As Kenya continues to undertake various reforms in its financial markets, there is need to embrace transparency, collaboration and discipline among all the players involved, leading credit agency opines
In Kenya’s dynamic financial landscape, a quiet revolution is underway, one that could redefine how institutions lend, borrow and attract investment. At the heart of this transformation is the Kenya Shilling Overnight Interbank Average (KESONIA), a newly introduced benchmark rate designed to make the country’s debt market more transparent and efficient.
During a recent media session in Nairobi, Agusto & Co ; one of Africa’s well known credit rating agencies, outlined how this new rate and a stronger credit rating culture could help position Kenya as a financial powerhouse in the region. Mrs. Yinka Adelekan, the Group CEO of the firm described KESONIA as a transformative step that aligns Kenya’s financial system with the international standards observed in mature markets like the United States and the United Kingdom . “KESONIA introduces transparency and fairness by aligning Kenya’s financial market with the global best practices. It reflects the real cost of borrowing and brings discipline into the debt market,” she noted.
According to her, the move will not only improve the market’s liquidity, but it will also give investors greater confidence in the country’s financial markets.
Transparency and Discipline in the debt market
Despite these promising reforms, Agusto & Co believes Kenya’s financial markets face a critical gap; the absence of a robust credit rating culture. In many developed and emerging economies, credit rating serves as a universal language of trust between lenders and borrowers. It provides a clear picture of an institution‘s creditworthiness, helping investors to make informed decisions and borrowers to access fair interest rates. In Kenya, however, the practice of using credit rating as a pricing benchmark remains limited.
“The challenge we see is how banks determine their credit risk premium in absence of standardized rating culture” Mrs. Yinka explained. “Without consistent data or ratings, pricing becomes a matter of perception rather than analysis ,” she added . In Kenya, banks often rely on collateral rather than the actual creditworthiness of borrowers, which restrains access to credit for small and medium enterprises ( SMEs) and innovative sectors such as agriculture and information technology ( IT).

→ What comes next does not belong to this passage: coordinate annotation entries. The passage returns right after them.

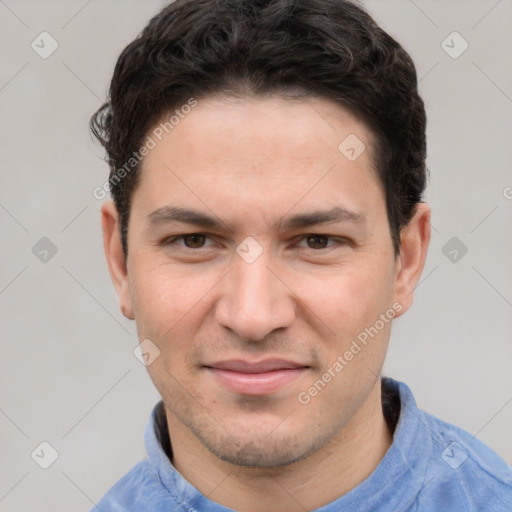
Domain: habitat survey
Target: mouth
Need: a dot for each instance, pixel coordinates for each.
(256, 378)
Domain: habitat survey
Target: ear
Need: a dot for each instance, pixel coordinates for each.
(415, 238)
(115, 257)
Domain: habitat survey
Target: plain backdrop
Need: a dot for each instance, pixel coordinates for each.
(67, 369)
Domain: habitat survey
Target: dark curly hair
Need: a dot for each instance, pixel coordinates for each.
(241, 48)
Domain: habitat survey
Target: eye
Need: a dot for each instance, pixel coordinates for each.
(317, 242)
(190, 241)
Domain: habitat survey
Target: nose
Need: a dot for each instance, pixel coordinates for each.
(255, 300)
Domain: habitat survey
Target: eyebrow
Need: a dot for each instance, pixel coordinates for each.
(173, 214)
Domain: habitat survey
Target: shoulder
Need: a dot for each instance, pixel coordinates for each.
(139, 490)
(464, 473)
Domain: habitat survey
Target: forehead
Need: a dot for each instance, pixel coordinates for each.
(269, 128)
(261, 155)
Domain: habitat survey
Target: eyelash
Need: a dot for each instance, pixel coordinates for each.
(172, 241)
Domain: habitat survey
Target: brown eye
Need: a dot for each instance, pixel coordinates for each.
(317, 241)
(195, 241)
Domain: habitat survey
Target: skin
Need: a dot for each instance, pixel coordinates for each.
(251, 163)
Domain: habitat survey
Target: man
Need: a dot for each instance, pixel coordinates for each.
(267, 166)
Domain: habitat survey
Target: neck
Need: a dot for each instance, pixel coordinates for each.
(334, 470)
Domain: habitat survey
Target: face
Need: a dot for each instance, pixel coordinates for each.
(259, 256)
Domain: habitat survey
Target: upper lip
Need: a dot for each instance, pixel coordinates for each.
(268, 365)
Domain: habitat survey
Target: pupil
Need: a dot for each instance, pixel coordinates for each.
(194, 237)
(318, 240)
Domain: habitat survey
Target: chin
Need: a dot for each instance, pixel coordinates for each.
(270, 450)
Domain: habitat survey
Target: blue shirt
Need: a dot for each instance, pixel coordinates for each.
(431, 466)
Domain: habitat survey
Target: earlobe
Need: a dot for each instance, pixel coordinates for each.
(415, 238)
(114, 255)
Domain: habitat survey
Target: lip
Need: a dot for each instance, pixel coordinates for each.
(256, 378)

To fix this, Agusto & Co recommends that banks adopt internal credit scoring systems while working closely with credit agencies to validate their assessment. Such collaboration will create a more balanced and data- driven financial environment, fostering accountability and transparency.

How credit rating agencies add value
Credit rating agencies play a vital role in strengthening financial markets by offering evaluations of creditworthiness. Their assessments help investors to understand the level of risk attached to a borrower or financial instrument, ensuring that interest rates and returns reflect the real market conditions.
By standardizing how credit risk is measured, rating lowers information asymmetry, supporting secondary market trading and helping price instruments efficiently. This builds market confidence, expands the investor base and reduces the overall cost of capital, which are key ingredients for a vibrant and liquid debt market.
Regulatory alignment: making ratings matter
Agusto & Co also highlighted that Kenya’s future growth cannot solely rely on banks’ financing. As much as they play a vital role in enhancing socio-economic development , their lending is often limited to short- term facilities. Long-term funding can only be sustainably sourced through a vibrant debt market. “Banks cannot effectively provide loans with a tenure of fifteen to twenty five years. That kind of funding should come from capital markets, where pension schemes and other long-term investors are willing to provide funding ,” the Group CEO noted.
She cited Nigeria as a case study, where the debt market has grown to be five times the size of the equities market. This expansion, driven by domestic investors and supported by national rating agencies, has enabled large-scaling financing of development without over reliance on foreign debt. For Kenya, similar growth is possible if the market embraces local rating institutions and leveraging the strength of domestic capital.
Technology, data and future ratings
As technology continues to reshape global finance, Agusto & Co believes that innovation will enhance the accuracy and relevance of credit assessment. The firm uses both quantitative and qualitative analysis, besides being supported by data analytics to assess institutions holistically.
While artificial intelligence (AI) helps in data gathering, Mrs Yinka stressed that human expertise remains central to interpreting qualitative factors like management, quality governance and market reputation.
A unified path towards market governance
In closing, the firm emphasized that Kenya’s financial reforms including KESONIA, credit ratings and credit guarantees must work together to create a stronger, more transparent market. None of these entities can thrive in isolation. They support each other in building investor confidence, improving transparency and ensuring long-term stability.
Transparency, discipline and collaboration are the pillars of a strong financial system. By nurturing a credit-conscious culture, Kenya can attract both domestic and international investors and unlock its full economic potential.